For scanned documents, text recognition (OCR) is usually performed so that the content is available via the free text query. For non-scanned documents, a PDF file is (almost) always created for viewing the content in order to read out the text contained therein for the free text query, i.e. no text recognition is used. This is also the case if directly searchable PDF files are available. The ArchivistaBox uses the 'pdftotext' tool for this. The text is usually formatted as closely as possible to the representation in the PDF file. In cases where the content cannot be found in the PDF file according to the visual reading flow when publishing, it may be necessary to extract the text using other (additional) options. These can be specified in this field.
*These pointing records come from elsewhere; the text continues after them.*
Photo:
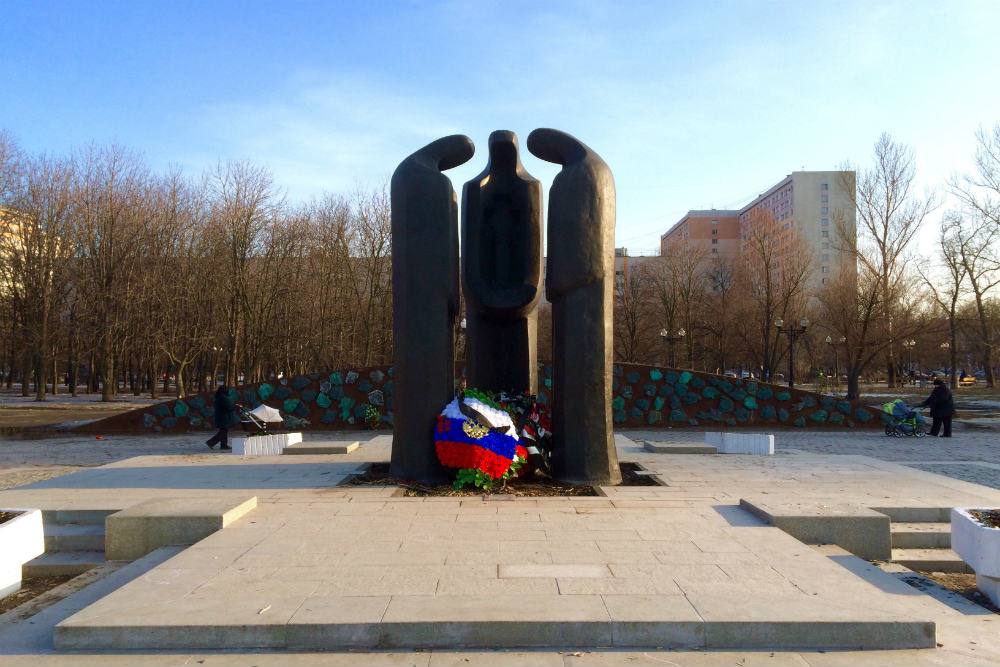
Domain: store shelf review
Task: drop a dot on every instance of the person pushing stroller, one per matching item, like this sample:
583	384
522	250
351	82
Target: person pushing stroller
942	407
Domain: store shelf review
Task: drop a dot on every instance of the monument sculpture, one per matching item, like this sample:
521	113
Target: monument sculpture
502	270
425	297
579	282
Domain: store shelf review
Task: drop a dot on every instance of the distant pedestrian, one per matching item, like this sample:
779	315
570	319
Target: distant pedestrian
225	418
942	407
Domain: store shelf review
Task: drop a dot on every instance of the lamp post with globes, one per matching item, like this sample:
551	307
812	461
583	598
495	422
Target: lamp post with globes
793	332
672	339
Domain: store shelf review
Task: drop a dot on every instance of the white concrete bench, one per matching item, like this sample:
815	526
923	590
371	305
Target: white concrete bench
741	443
264	445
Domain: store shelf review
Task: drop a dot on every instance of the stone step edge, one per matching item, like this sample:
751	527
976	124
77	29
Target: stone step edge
735	634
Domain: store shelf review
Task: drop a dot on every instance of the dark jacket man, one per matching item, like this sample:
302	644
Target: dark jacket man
942	407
The following pdftotext options are available:
The value
-f <int> : first page to convert
-l <int> : last page to convert
-r <fp> : resolution, in DPI (default is 72)
-x <int> : x-coordinate of the crop area top left corner
-y <int> : y-coordinate of the crop area top left corner
-W <int> : width of crop area in pixels (default is 0)
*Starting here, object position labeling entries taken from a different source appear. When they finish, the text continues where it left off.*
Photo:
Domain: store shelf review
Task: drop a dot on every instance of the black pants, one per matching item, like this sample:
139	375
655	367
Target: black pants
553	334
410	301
-H <int> : height of crop area in pixels (default is 0)
-layout : maintain original physical layout
-fixed <fp> : assume fixed-pitch (or tabular) text
-raw : keep strings in content stream order
-nodiag : discard diagonal text
-htmlmeta : generate a simple HTML file, including the meta information
-tsv : generate a simple TSV file, including the meta information for bounding boxes
-enc <string> : output text encoding name
-listenc : list available encodings
-eol <string> : output end-of-line convention (unix, dos, or mac)
-nopgbrk : don't insert page breaks between pages
-bbox : output bounding box for each word and page size to html. Sets -htmlmeta
-bbox-layout : like -bbox but with extra layout bounding box data. Sets -htmlmeta
-cropbox : use the crop box rather than media box
-colspacing <fp> : how much spacing we allow after a word before considering adjacent text to be a
new column, as a fraction of the font size (default is 0.7, old releases had a 0.3 default)
-opw <string> : owner password (for encrypted files)
-upw <string> : user password (for encrypted files)
-raw
is particularly worth mentioning here. This can be used, for example, to prepare column-based PDF files so that the text flows along the columns.